Understanding Asperger’s Syndrome: Key Symptoms and Resources

A brief precis and overview of Asperger’s Syndrome (now subsumed in Autistic Spectrum Disorder, ASD).

Asperger’s Syndrome, often simply referred to as Asperger’s, is a developmental disorder that’s part of the autism spectrum. While each person with Asperger’s is unique, some common symptoms include:

  1. Social Challenges: Difficulty in understanding social cues, difficulty in forming and maintaining friendships, difficulty recognizing non-verbal communication cues, or a lack of interest in socializing.
  2. Repetitive Behaviors: Engaging in repeated motions (like hand-flapping) or becoming highly interested in specific, often non-mainstream topics, with a desire to discuss them at length.
  3. Speech and Language Peculiarities: Might speak in a monotone, formal manner or take figures of speech literally. They may also have a very literal interpretation of language and struggle with understanding sarcasm or jokes.
  4. Sensory Sensitivity: Over-sensitivity or under-sensitivity to sounds, lights, textures, and other sensory stimuli.
  5. Motor Skill Challenges: Clumsiness or awkwardness in coordination, sometimes with delays in motor skills like riding a bike or catching a ball.
  6. Rigid Thinking: Struggling with change and preferring routines. They might become distressed if routines are changed or interrupted.
  7. Limited Interests: They may develop an intense, almost obsessive interest in a few specific topics.
  8. Challenges in Empathy: Difficulty in understanding the feelings or perspectives of others, though this doesn’t mean they lack compassion or caring.
  9. Strong Skills or Talents: Many people with Asperger’s have high intelligence and may excel particularly in fields like math, science, art, or music.
  10. Avoidance of Eye Contact: They may find it uncomfortable to maintain eye contact with others.

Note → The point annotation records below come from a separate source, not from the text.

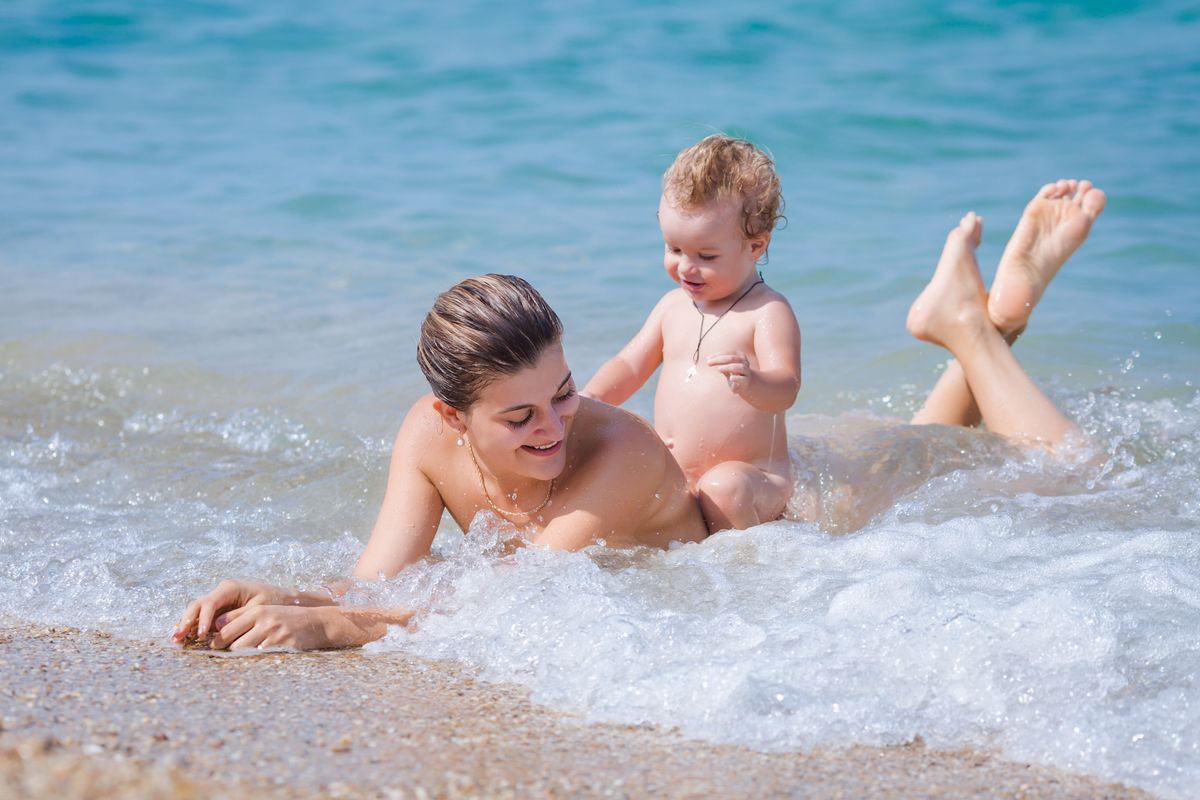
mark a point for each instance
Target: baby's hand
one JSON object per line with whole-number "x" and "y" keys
{"x": 736, "y": 368}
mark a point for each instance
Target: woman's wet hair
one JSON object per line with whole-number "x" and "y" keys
{"x": 483, "y": 329}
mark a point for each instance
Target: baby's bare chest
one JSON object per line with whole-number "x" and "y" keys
{"x": 689, "y": 335}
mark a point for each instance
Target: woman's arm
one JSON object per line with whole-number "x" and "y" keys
{"x": 412, "y": 506}
{"x": 247, "y": 614}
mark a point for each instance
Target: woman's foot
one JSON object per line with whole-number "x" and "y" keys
{"x": 954, "y": 300}
{"x": 1055, "y": 223}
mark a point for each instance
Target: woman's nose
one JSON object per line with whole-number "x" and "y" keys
{"x": 552, "y": 423}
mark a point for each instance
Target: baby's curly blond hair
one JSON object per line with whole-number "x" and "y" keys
{"x": 720, "y": 167}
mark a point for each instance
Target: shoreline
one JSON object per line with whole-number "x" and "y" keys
{"x": 90, "y": 713}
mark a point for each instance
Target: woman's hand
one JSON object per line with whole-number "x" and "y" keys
{"x": 294, "y": 627}
{"x": 300, "y": 627}
{"x": 197, "y": 620}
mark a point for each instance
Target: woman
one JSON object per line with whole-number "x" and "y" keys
{"x": 504, "y": 431}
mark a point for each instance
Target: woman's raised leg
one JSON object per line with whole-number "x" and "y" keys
{"x": 1054, "y": 224}
{"x": 953, "y": 312}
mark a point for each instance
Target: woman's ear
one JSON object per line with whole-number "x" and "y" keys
{"x": 453, "y": 416}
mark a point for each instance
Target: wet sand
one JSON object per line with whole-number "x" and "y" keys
{"x": 87, "y": 715}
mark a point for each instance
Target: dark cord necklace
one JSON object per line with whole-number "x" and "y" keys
{"x": 695, "y": 355}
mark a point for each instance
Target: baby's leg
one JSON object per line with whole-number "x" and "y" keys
{"x": 738, "y": 494}
{"x": 952, "y": 312}
{"x": 1053, "y": 227}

It’s important to note that having one or more of these symptoms doesn’t necessarily mean someone has Asperger’s. A professional assessment is necessary to determine a diagnosis. Also, people with Asperger’s are as varied as any other group, so not everyone will display all these traits or experience them in the same way.

References and Sources

If you’re looking for in-depth and scholarly information on Asperger’s Syndrome, some reputable sources include:

  1. DSM-5: The Diagnostic and Statistical Manual of Mental Disorders (Fifth Edition) by the American Psychiatric Association.
  2. World Health Organization (WHO): The ICD-10 Classification of Mental and Behavioural Disorders.
  3. National Institute of Mental Health (NIMH): They provide a range of publications and resources on autism spectrum disorders.
  4. “NeuroTribes: The Legacy of Autism and the Future of Neurodiversity” by Steve Silberman: A comprehensive look into the history and spectrum of neurodiversity.
  5. Autism Speaks: This organization offers various resources, research, and understanding about autism, including Asperger’s Syndrome.

However, always consult with a clinician or specialist in the field for personalized and updated information.